Но сегодня я шел в церковь без Витьки, потому что смутно понимал, что Витька не нужен. Я поднялся по чугунной лестнице на паперть, где сидели знакомые нищие — юродивый Порфиша и бабка Аксинья, и протиснулся в храм, переполненный народом. Сначала я пролез к приделу, где светилась икона с юношей на коне, поражающим красноязыкого змея, но девочки там не было, и я боком стал продираться сквозь тулупы и кацавейки поближе к алтарю, на котором стоял седовласый батюшка в златотканой одежде… Дьякон прохаживался перед алтарем, помахивая кадилом, и дым ладана синеватыми струйками плыл над обнаженными головами стариков, над коричневыми в полоску старушечьими платками.
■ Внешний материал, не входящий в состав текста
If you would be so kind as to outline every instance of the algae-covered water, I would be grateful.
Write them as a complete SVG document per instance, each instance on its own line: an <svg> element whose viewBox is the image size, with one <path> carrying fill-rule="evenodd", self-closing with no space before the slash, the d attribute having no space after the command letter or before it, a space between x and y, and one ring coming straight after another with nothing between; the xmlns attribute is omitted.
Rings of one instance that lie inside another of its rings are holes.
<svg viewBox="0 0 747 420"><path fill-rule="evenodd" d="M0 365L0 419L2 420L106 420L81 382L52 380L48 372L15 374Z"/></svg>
— Господи, даруй победу воинству российскому право-сла-а-вному-у-у! — голос раскатывался по всем углам храма и уходил в темный купол, отражаясь от колеблющегося паникадила, от тускло поблескивающего иконостаса, от застекленной иконы с ликом Богоматери, в котором, подрагивая, плясали язычки свечей.

— Аллилу-у-я-ааа!.. — Толпа опустилась на колени, и я вдруг увидел белую шапочку с двумя пушистыми рожками. Ввинчивая свое худенькое тело в людскую массу, я протиснулся к девочке и остановился вплотную к ней. Чтобы не привлекать ничьего внимания, я стал делать все, что делала она — крестился, опускался на колени, снова подымался на ноги и все время скашивал глаза, разглядывая тонкую линию лица, по которому пробегали волны света, оттого что пламя свечей, горевших перед нами на медной подставке, все время подрагивало от сквозняков и людских вздохов. Я видел рядом со своим лицом ее длинные ресницы, чуть припухшую верхнюю губу, на которой сверкали капельки пота. Она, видимо, недавно вошла в церковь, потому что на белой шапочке и на завитках волос, выбивавшихся из-под нее, еще не успели обсохнуть капли растаявшего снега.

Девочка повернула голову ко мне, и в ее темных глазах я увидел отблески свечей, печаль, недоумение, любопытство, сердце мое учащенно забилось, и я вдруг, чувствуя, что краснею от внутреннего жара, понял, что мы стоим прижатые друг к другу и что никто нас не видит — все растворены в тусклом сиянье, в клубах кадильного дыма, в пенье, несущемся откуда-то сверху.

И тогда я, затаив дыханье, вдруг нащупал рукой маленькую ладошку девочки в белой шапке и, замерев от восторга, почувствовал, как та ладошка покорно и согласно легла мне в руку. Так мы простояли до конца службы, уже не глядя друг на друга, переговариваясь между собой кончиками влажных пальцев и прикосновением горячих ладоней…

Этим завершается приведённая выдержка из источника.